As I poised a serving fork over the shrimp, Ruby Bee sniffed and said, "It's not bad, but I'd be embarrassed if I was Geri. Lord only knows how much this cost, and there ain't a wienie in barbecue sauce to be seen, much less any potato chips or mixed nuts."
"Or onion dip," Estelle said, smirking. "How much trouble is it to whip up a batch of onion dip, for pity's sake? Now, your fried okra is a sight more trouble, but I always say it ain't much of a party without fried okra." She peered more closely at a platter. "You'd think they could afford to pay someone to peel the shrimp for 'em."
"That cheese looks like it's been bleached," added Ruby Bee, pointing at a slab of Brie. "And this one smells worse than Boone Creek in August, when the fish take to flopping in the mud. What do you reckon this stuff costs?"
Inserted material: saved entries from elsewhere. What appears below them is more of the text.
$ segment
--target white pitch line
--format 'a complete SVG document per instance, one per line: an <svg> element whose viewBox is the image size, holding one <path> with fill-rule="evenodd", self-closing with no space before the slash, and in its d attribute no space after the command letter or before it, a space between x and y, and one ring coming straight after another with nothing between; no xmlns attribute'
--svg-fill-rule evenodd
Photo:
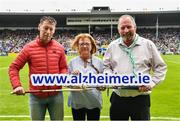
<svg viewBox="0 0 180 121"><path fill-rule="evenodd" d="M180 117L179 118L175 118L175 117L151 117L151 119L180 121Z"/></svg>
<svg viewBox="0 0 180 121"><path fill-rule="evenodd" d="M0 70L6 70L6 69L8 69L9 67L2 67L2 68L0 68Z"/></svg>
<svg viewBox="0 0 180 121"><path fill-rule="evenodd" d="M29 115L0 115L0 118L29 118ZM46 116L49 117L49 116ZM72 116L64 116L65 118L72 118ZM101 116L103 119L109 118L109 116ZM158 119L158 120L177 120L180 121L180 117L151 117L151 119Z"/></svg>
<svg viewBox="0 0 180 121"><path fill-rule="evenodd" d="M177 61L172 61L172 60L166 60L166 61L170 63L180 64L180 62L177 62Z"/></svg>

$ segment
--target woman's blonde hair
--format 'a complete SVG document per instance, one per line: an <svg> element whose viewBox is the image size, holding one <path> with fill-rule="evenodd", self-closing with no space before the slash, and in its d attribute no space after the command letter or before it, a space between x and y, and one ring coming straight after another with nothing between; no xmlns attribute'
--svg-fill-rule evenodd
<svg viewBox="0 0 180 121"><path fill-rule="evenodd" d="M97 51L96 42L95 42L94 38L88 33L78 34L74 39L74 42L72 44L72 48L77 50L78 45L79 45L79 40L80 39L84 40L84 38L89 38L89 40L91 41L91 46L92 46L91 54L96 53L96 51Z"/></svg>

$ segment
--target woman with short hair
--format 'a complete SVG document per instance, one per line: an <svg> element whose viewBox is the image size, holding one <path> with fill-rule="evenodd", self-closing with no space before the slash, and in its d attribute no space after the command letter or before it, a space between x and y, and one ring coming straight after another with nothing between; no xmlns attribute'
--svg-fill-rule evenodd
<svg viewBox="0 0 180 121"><path fill-rule="evenodd" d="M98 74L103 72L103 62L93 56L96 42L90 34L79 34L72 45L79 53L70 61L70 74ZM102 95L99 88L81 92L70 92L68 105L72 108L74 120L99 120L102 108Z"/></svg>

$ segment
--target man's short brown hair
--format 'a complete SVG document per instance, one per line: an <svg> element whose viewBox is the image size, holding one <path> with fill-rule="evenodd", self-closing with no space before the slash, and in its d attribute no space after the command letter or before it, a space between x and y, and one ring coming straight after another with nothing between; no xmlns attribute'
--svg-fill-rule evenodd
<svg viewBox="0 0 180 121"><path fill-rule="evenodd" d="M57 21L51 16L43 16L40 19L40 24L42 24L44 21L48 21L49 23L54 24L54 25L57 24Z"/></svg>

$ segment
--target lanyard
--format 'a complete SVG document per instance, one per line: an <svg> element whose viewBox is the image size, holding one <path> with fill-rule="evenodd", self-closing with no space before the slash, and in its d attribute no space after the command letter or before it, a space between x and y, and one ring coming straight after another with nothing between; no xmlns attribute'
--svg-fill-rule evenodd
<svg viewBox="0 0 180 121"><path fill-rule="evenodd" d="M120 48L124 52L126 52L126 54L128 55L128 57L129 57L129 59L131 61L131 64L132 64L132 71L133 71L133 74L134 74L135 77L137 77L137 74L136 74L136 70L135 70L135 58L134 58L134 55L132 54L132 49L135 47L137 40L138 40L138 35L136 34L133 43L129 47L123 46L121 44L119 45ZM123 42L123 40L121 38L120 38L120 41Z"/></svg>

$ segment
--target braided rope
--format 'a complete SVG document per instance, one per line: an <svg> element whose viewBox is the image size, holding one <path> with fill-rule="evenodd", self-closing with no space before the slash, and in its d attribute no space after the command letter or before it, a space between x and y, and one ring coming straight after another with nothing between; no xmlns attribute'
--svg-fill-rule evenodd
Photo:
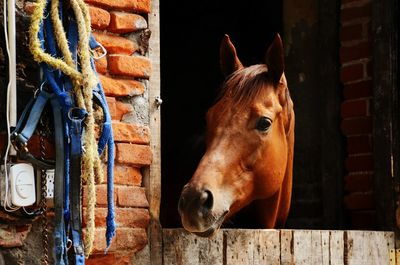
<svg viewBox="0 0 400 265"><path fill-rule="evenodd" d="M51 1L51 20L53 22L53 28L54 28L54 35L56 37L56 42L58 47L61 50L61 53L64 56L65 62L68 64L68 66L76 68L74 64L74 60L72 59L72 54L69 50L68 46L68 40L67 40L67 35L65 34L64 26L61 22L59 14L59 7L60 1L59 0L52 0ZM76 82L76 80L72 79L71 80L73 83L73 89L75 92L75 99L78 104L79 108L83 108L86 110L85 107L85 101L83 98L81 86L79 82Z"/></svg>
<svg viewBox="0 0 400 265"><path fill-rule="evenodd" d="M83 181L87 183L88 189L88 202L86 209L86 233L84 236L85 256L88 257L93 249L95 218L94 210L96 206L96 188L94 177L95 161L98 158L95 129L94 129L94 116L93 116L93 93L92 88L96 86L97 80L90 65L89 54L89 33L87 31L87 20L84 18L84 11L76 0L71 0L71 8L75 13L75 18L78 24L79 42L78 54L80 55L80 63L83 74L83 98L86 105L88 116L85 119L86 130L84 132L85 151L82 155L82 174ZM86 13L86 15L88 15Z"/></svg>
<svg viewBox="0 0 400 265"><path fill-rule="evenodd" d="M31 25L29 28L29 49L33 55L33 59L38 63L44 62L55 69L61 70L71 79L77 80L77 82L80 83L83 79L83 76L81 73L79 73L79 71L70 67L63 60L54 58L50 54L44 52L41 48L38 33L40 30L40 24L43 22L43 13L45 7L46 0L38 0L31 18Z"/></svg>
<svg viewBox="0 0 400 265"><path fill-rule="evenodd" d="M29 48L37 62L44 62L55 69L61 70L71 78L73 83L75 97L80 108L87 111L88 116L85 119L84 131L84 152L82 154L81 178L87 184L88 202L86 211L86 233L84 237L85 256L88 257L93 249L94 241L94 210L96 206L95 181L103 180L103 168L97 151L97 142L95 138L95 120L93 115L93 88L98 80L90 64L89 36L91 33L90 15L86 4L82 0L70 0L70 5L74 11L78 25L78 56L80 58L81 71L76 70L71 52L68 46L68 40L62 22L59 18L59 0L52 0L51 18L54 26L55 37L64 60L54 58L43 51L38 38L40 24L43 22L43 13L46 6L46 0L38 0L36 8L32 15L31 26L29 29Z"/></svg>

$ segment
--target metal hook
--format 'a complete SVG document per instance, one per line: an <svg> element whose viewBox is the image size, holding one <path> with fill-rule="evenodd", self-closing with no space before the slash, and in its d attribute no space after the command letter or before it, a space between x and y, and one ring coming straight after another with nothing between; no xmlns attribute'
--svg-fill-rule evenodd
<svg viewBox="0 0 400 265"><path fill-rule="evenodd" d="M160 96L157 96L157 97L154 99L154 103L156 104L157 109L158 109L158 108L161 106L161 104L163 103L163 101L162 101L162 99L161 99Z"/></svg>
<svg viewBox="0 0 400 265"><path fill-rule="evenodd" d="M33 97L34 97L34 98L37 98L38 93L41 92L41 91L43 91L43 86L44 86L45 83L47 83L46 80L44 80L44 81L40 84L40 87L39 87L38 89L35 90L35 92L33 93Z"/></svg>
<svg viewBox="0 0 400 265"><path fill-rule="evenodd" d="M96 48L96 49L93 49L93 50L90 50L91 53L92 53L92 57L93 57L93 59L95 59L95 60L99 60L99 59L101 59L101 58L103 58L104 56L107 55L107 50L106 50L106 48L104 48L103 45L101 45L101 43L99 43L99 47L100 47L101 50L102 50L102 53L101 53L100 56L95 56L95 51L97 51L97 48Z"/></svg>

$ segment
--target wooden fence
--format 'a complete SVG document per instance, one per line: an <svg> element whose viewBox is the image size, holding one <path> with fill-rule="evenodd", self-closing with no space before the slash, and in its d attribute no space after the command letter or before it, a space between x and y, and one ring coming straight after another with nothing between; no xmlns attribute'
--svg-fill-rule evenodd
<svg viewBox="0 0 400 265"><path fill-rule="evenodd" d="M393 249L393 232L224 229L206 239L163 229L164 265L386 265Z"/></svg>

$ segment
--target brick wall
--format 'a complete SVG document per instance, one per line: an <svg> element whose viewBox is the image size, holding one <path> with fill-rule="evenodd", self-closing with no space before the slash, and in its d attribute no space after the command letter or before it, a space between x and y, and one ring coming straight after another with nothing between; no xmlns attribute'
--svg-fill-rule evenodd
<svg viewBox="0 0 400 265"><path fill-rule="evenodd" d="M96 61L96 69L113 120L117 222L116 236L108 254L104 255L107 183L101 183L96 186L94 248L86 264L131 264L134 253L143 249L148 242L146 229L150 222L149 203L142 185L142 169L152 162L149 117L143 115L149 108L147 86L151 63L148 59L150 31L147 16L151 1L86 0L86 3L90 8L93 34L107 50L107 56ZM24 11L31 14L33 6L32 2L25 2ZM4 137L0 137L0 145L4 146ZM29 146L32 153L39 156L39 150L35 148L39 146L37 137L31 139ZM54 157L52 141L46 142L46 146L47 155ZM86 196L87 190L83 187L83 225L86 221ZM2 220L4 218L11 217L5 215ZM0 228L2 247L23 245L26 234L31 230L30 225L10 228L4 225ZM32 240L34 244L41 244L40 238L38 242L38 238ZM37 260L39 262L39 258Z"/></svg>
<svg viewBox="0 0 400 265"><path fill-rule="evenodd" d="M96 68L113 119L118 225L109 254L104 256L106 184L98 185L94 255L87 264L128 264L131 256L147 244L146 228L150 220L141 174L141 168L152 160L148 121L136 119L132 123L129 119L135 115L132 98L145 96L146 80L151 73L151 63L146 57L150 0L86 0L86 3L94 36L107 50L107 57L98 60Z"/></svg>
<svg viewBox="0 0 400 265"><path fill-rule="evenodd" d="M340 28L343 103L347 138L345 198L350 228L374 229L376 211L372 156L371 0L342 0Z"/></svg>

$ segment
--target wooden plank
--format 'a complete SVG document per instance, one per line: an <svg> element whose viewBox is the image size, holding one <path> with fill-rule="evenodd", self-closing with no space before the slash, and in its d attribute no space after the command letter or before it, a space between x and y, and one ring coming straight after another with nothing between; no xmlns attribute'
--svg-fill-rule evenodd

Don't think for a second that they weren't piling up their plates with the objects of scorn, or that I was about to jump into that conversation. I escaped to the bar, praying that their hisses were inaudible and no one from the press would realize I even knew the two gourmands.
Said gentlemen were being served cocktails. I nodded to them, asked for a beer, and fled to the farthest table to devour meatballs and bleached cheese (in Maggody, if it's not Velveeta, it's highly suspect).
Geri herded a man into the room. "This is simply marvelous of you, and I cannot begin to tell you how grateful I am." She gave him a conspiratorial smile. "You're from Gourmet, aren't you? You've got that look, if you know what I mean."
"Whatever you say, doll." The man winked at Geri and headed for the bar. She managed to close her lips, although it took a moment for her smile to slip back into place, and once again, the tiny frown line appeared.
It was still there as Ruby Bee and Estelle approached my table, staggering under the weight of their plates. "But the Buchanons all look alike," Ruby Bee was saying in a low voice as they sat down. "Maybe he's kinfolk on the less successful side of the family. Not everyone can be a plumber, Estelle. Some folks got to settle for less."
Estelle chased down a meatball and popped it in her mouth. "It's more likely I'm seeing things after all this time in this crazy town. Afore long, I'll probably see Mrs. Jim Bob selling pretzels from a pushcart and Hiram flapping the reins on one of those fancy carriages in the park. Brother Verber panhandling at the subway station. Perkins's eldest driving a cab."
"But you have to agree there's a favorance that ain't easy to miss. A right strong favorance."
Before I could dredge up the courage to ask what the hell they were talking about, Durmond appeared at my elbow and said, "If I may presume to intrude on such a lovely trio…?"
"Goddamn it!" Catherine exploded. We all stared as she banged her glass down on the table and grabbed her mother's arm. "For once in my life, why don't you leave me alone? I am not your Barbie doll! If you've got a problem with that, you can go straight to hell!"
It should have been an exit line, punctuated with the slam of a door. Instead, she released her mother's arm, sat back in the chair, and calmly picked up her glass. She wasn't exactly smiling, but she had a vague aura of triumph that made me uneasy.